Preheat Oven to 325 Degrees F.
Line a sheet pan with parchment paper or lightly coat the pan with oil.
Select 3 bowls/containers large enough to hold a single chop and ingredients.
1.    Place ½ cup of flour in 1st bowl.
2.    In the 2nd bowl, whisk together the eggs and cold water
3.    In the 3rd bowl, mix 1 teaspoon each of the following: granulated garlic, granulated onion and Cajun seasoning with 1 cup of flour and the cornmeal.
From the 1st bowl, coat a chop with flour; shake off any excess so that the chop is lightly dusted with flour.
Dip the lightly dusted chop into the 2nd bowl with the egg wash, shake off the excess.
Press the pork chop firmly into the seasoned mixture in the 3rd bowl, making sure it’s thoroughly coated. Shake off any excess and then place it on the prepared sheet pan.  
Continue this process with all the chops, making sure they are not touching so that the heat can freely circulate around the chops to produce a brown crunchy coating.
Let chops cook uncovered 40 minutes or use a meat thermometer and cook until the internal temperature reaches 160 degrees F [which takes 35 – 40 minutes].
Don't overcook the chops or pierce them with a fork. Remove chops from pan with tongs and let them rest 6 minutes before serving.

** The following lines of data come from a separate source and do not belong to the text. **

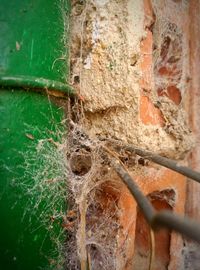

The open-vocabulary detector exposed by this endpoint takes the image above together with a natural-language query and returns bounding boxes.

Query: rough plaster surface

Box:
[71,0,193,158]
[70,0,194,269]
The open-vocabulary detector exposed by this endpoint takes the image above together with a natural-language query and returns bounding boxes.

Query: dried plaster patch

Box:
[71,0,193,158]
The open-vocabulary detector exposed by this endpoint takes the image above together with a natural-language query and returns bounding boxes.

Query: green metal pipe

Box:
[0,0,71,93]
[0,76,73,96]
[0,0,73,270]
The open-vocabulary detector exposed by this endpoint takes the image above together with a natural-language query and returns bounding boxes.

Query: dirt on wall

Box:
[71,0,193,159]
[70,0,194,270]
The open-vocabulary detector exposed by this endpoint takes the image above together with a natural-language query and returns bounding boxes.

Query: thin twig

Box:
[105,139,200,183]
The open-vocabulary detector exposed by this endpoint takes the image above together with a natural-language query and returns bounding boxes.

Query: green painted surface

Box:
[0,89,66,270]
[0,0,70,91]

  Grilled Mango with Strawberry Sauce

6 servings
5 ripe mangoes
Juice of 1 orange
2 cups organic strawberries
½ lime, juiced
1 tablespoon agave [optional]

Peel mangoes using a vegetable peeler not a knife.
Slice mango off the seed (large slices in order to grill).
Place mango slices on hot oiled grill long enough to get grill marks on both sides.
Once mangoes cool down, cut into ¾ inch strips.
In a blender, pour in the orange juice,strawberries and juiced lime, blend until it’s a smooth paste.
Toss grilled mangoes in sauce and serve.

Note: This same strawberry sauce can be served on/with any fruit, chicken, fish, beef or lamb.  And the berries can be any berry.

Cuban Black Beans and Rice 8 Servings
1/2 cup dried black beans
4 cups water
2 large bay leaf
2 teaspoons granulated garlic

2 teaspoons granulated onion
2 tablespoons olive oil
1 large red onion, diced
1 large green bell pepper, diced
4 large garlic gloves, diced
2 cups brown rice
2 teaspoons sea salt
1 tablespoon cumin
1 small bunch cilantro, coarsely chopped

Sort and rinse black beans add them to  medium pot along with water bay leaves, granulated garlic and granulated onion.  Cook until beans are tender, stirring occasionally.
When beans are tender, heat a larger pot on medium heat add the olive oil, red onion, bell pepper and chopped garlic. Saute until onions are slightly brown.
Add the rice and saute rice and vegetables about 1 minute.
Add beans along with the water they were cooked in; to the rice and vegetable mixture. Add water if necessary to cover the beans by at least 1 inch of liquid. 
Add salt, cumin and 1/2 of the cilantro and mix thoroughly. Taste liquid for flavor and adjust seasoning as needed. 
Bring the pot up to a boil and cover. Reduce heat to the lowest setting and let mixture cook 45 minutes or until rice is tender and all liquid is absorbed.
When rice is done, mix in the remaining cilantro cover and let rice sit another 8 minutes before serving.